Sustainable Urban Transport- An Emerging Need of Today

Akshey Bhargava1* and Ar Disha Bhatt2

1 Department of Civil Engineering, Global Institute of Engineering and Technology, India

2Parul Institute of Architecture and Planning, India

*Corresponding author:Akshey Bhargava, Department of Civil Engineering, Global Institute of Engineering and Technology, India

Submission: May 14, 2018; Published: May 31, 2018

DOI: 10.31031/EAES.2018.02.000548

ISSN 2578-0336
Volume2 Issue5


Urban areas or cities should orient towards nature in as much as that the urban ecological environment should be considered as an asset by integrating environmental issues into the process of urban planning and administration. In the present context, sustainable urban transport plays an important role in urban planning and development by providing access for people to education, trade, employment, recreation, health care and other services. But in most of the cities, urban transportation systems is not compatible to ideal situation resulting into traffic congestion, increased air and noise pollution, health effect, create significant impact on local and national GDP among others. An effort has therefore been made by the authors of the present paper to present in brief the planning and development of sustainable urban transport along with its importance.
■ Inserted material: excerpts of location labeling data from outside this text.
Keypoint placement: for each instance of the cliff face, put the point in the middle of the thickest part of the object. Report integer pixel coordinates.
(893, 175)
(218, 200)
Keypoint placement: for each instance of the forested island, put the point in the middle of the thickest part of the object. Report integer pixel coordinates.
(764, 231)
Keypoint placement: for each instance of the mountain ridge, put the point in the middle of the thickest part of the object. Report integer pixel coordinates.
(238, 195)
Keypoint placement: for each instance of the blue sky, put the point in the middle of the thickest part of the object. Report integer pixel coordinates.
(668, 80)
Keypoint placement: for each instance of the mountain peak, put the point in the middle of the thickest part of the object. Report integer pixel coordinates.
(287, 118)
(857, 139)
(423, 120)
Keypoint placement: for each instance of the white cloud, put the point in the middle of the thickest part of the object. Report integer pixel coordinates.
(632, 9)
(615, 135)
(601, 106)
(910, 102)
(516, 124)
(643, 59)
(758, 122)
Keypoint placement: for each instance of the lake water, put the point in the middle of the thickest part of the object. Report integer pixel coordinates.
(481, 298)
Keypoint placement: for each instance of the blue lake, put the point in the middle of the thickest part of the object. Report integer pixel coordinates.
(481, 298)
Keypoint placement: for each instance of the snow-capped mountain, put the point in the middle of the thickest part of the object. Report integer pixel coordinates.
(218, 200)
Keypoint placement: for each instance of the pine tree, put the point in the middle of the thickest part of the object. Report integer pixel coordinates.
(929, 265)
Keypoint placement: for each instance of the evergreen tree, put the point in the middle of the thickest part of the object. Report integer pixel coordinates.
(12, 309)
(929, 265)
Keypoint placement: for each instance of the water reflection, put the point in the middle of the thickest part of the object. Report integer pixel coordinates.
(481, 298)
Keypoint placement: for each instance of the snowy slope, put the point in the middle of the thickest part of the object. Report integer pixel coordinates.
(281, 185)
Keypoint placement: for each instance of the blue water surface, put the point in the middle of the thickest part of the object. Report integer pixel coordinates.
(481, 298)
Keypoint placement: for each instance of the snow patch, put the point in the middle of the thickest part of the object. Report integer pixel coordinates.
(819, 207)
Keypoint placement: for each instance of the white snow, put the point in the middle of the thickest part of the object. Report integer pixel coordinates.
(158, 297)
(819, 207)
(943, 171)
keywordsUrban planning; sustainability; Environment; Urban transport; Air pollution


With rapid urbanization and economic growth, transport sector is significantly increasing in cities in developing countries in as much as that in Asian region, the number of motor vehicles per one thousand people has more than tripled in the past 30 years. Countries where public transport is inadequate or poor, owning of private car or a motorized two-wheeler is becoming a regular feature whereas many cities in developed countries are now trying to focus on re-allocating road space for public transport and nonmotorized transport. Accessible and affordable public transport along with safe infrastructure for non-motorized transport in the form of cycling and walking are lacking in most cities of developing country resulting into significant increase of private vehicles which dominates the roads. As a consequence to such ignorance and approach the transportation sector is responsible for air pollution, noise, greenhouse gas emissions, and road accidents [1]. It is projected that India’s urban population would grow to about 473 million in 2021 and 820 million by 2051, as against only 285 million in 2001 which tends show that the number of vehicles in cities would be in alarming proportion [2].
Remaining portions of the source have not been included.